Vehicle classification using ResNets, localisation and spatially-weighted pooling
This work addresses vehicle classification for computer vision applications, but it is incremental as it builds on existing ResNet and pooling techniques without introducing a new paradigm.
The paper tackled fine-grained vehicle classification by modifying ResNet architectures with spatially weighted pooling and a localization step, achieving a top-1 accuracy of 96.351% on the Comprehensive Cars dataset, with improvements of up to 3.7 percentage points.

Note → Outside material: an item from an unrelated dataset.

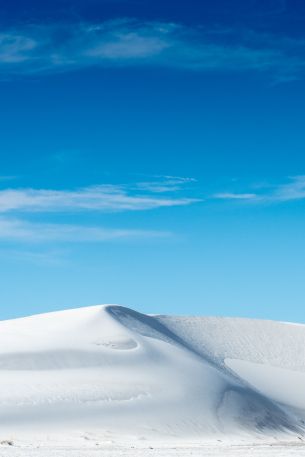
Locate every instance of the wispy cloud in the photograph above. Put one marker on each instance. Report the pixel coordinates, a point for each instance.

We investigate whether ResNet architectures can outperform more traditional Convolutional Neural Networks on the task of fine-grained vehicle classification. We train and test ResNet-18, ResNet-34 and ResNet-50 on the Comprehensive Cars dataset without pre-training on other datasets. We then modify the networks to use Spatially Weighted Pooling. Finally, we add a localisation step before the classification process, using a network based on ResNet-50. We find that using Spatially Weighted Pooling and localisation both improve classification accuracy of ResNet50. Spatially Weighted Pooling increases accuracy by 1.5 percent points and localisation increases accuracy by 3.4 percent points. Using both increases accuracy by 3.7 percent points giving a top-1 accuracy of 96.351\% on the Comprehensive Cars dataset. Our method achieves higher accuracy than a range of methods including those that use traditional CNNs. However, our method does not perform quite as well as pre-trained networks that use Spatially Weighted Pooling.